This vulnerability occurs in Undici's cache interceptor when it incorrectly classifies some HTTP responses as cacheable due to whitespace-padded field names in the Cache-Control header, such as private=" authorization" or no-cache=" authorization". The parser preserves the whitespace, causing it to fail to recognize these fields properly. As a result, responses that should not be cached are stored in the cache.

In shared-cache mode, this flaw allows a response containing one user's authenticated data to be served from the cache to another user, including unauthenticated users, if both requests share the same cache key.

The vulnerability affects applications that enable the cache interceptor in shared mode, forward Authorization headers upstream, and receive cacheable responses with non-standard whitespace-padded private or no-cache directives.

Impact Analysis

This vulnerability can lead to cross-user information disclosure by serving authenticated data from one user to another user, including unauthenticated users, due to improper caching.

Specifically, sensitive information intended for one user could be exposed to others if the application uses shared-cache mode with the affected Undici versions and the described cache-control headers.

This compromises confidentiality but does not affect integrity or availability.

Mitigation Strategies

To mitigate this vulnerability immediately, you should upgrade to undici version 7.28.0 or 8.5.0.

If upgrading is not immediately possible, consider the following workarounds:

  • Disable shared-cache mode for traffic that includes Authorization headers.
  • Avoid caching responses to authenticated requests.
  • Add the header 'Vary: Authorization' upstream to prevent improper caching.
Compliance Impact

This vulnerability allows unauthorized access to cached authenticated user data by serving one user's sensitive information to another user, including unauthenticated callers. Such unintended disclosure of sensitive information can lead to violations of data protection regulations like GDPR and HIPAA, which mandate strict controls over the confidentiality and privacy of personal and health-related data.
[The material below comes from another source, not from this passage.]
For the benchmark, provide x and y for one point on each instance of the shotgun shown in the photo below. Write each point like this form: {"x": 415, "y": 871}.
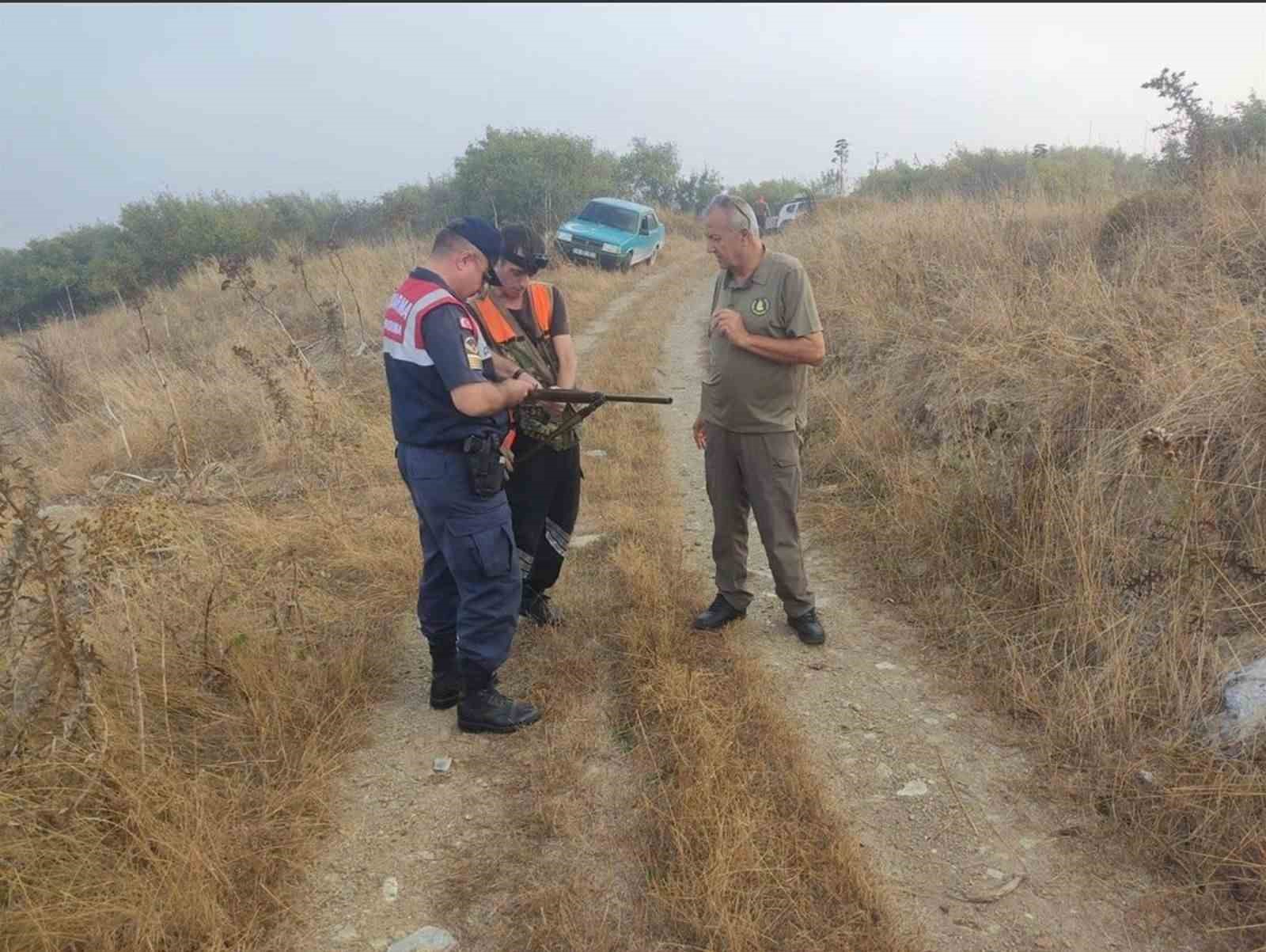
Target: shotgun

Specifically, the issue arises when the cache interceptor incorrectly caches responses containing sensitive authorization data due to improper handling of Cache-Control headers with whitespace-padded directives. This can result in cross-user information disclosure, undermining compliance requirements for data confidentiality and access controls.

Mitigations such as upgrading to fixed versions, disabling shared-cache mode for authorized traffic, or adding appropriate cache control headers are necessary to maintain compliance with these standards.

Detection Guidance

This vulnerability involves incorrect caching behavior in undici's cache interceptor when Cache-Control headers contain whitespace-padded private or no-cache directives. Detection involves identifying if your system uses vulnerable undici versions (7.0.0 through 7.27.0 or 8.0.0 through 8.4.0) with shared-cache mode enabled and forwarding Authorization headers upstream.

To detect potential exploitation or presence of this vulnerability on your network or system, you can:

  • Check the version of undici in use to confirm if it is within the vulnerable range.
  • Inspect HTTP response headers for Cache-Control directives that include whitespace-padded private or no-cache fields, such as "private=" authorization"" or "no-cache="\tauthorization"".
  • Monitor cache hits for responses that should not be cached, especially those involving Authorization headers.

Example commands to assist detection:

  • Use curl or similar tools to inspect Cache-Control headers in responses: curl -I https://your.service/endpoint | grep -i Cache-Control
  • Use network traffic analysis tools (e.g., tcpdump, Wireshark) to capture and analyze HTTP headers for suspicious Cache-Control directives.
  • Check your application's package.json or dependency lock files to identify the undici version: grep undici package.json package-lock.json yarn.lock
  • Review application logs or cache logs for unexpected cache hits on authenticated requests.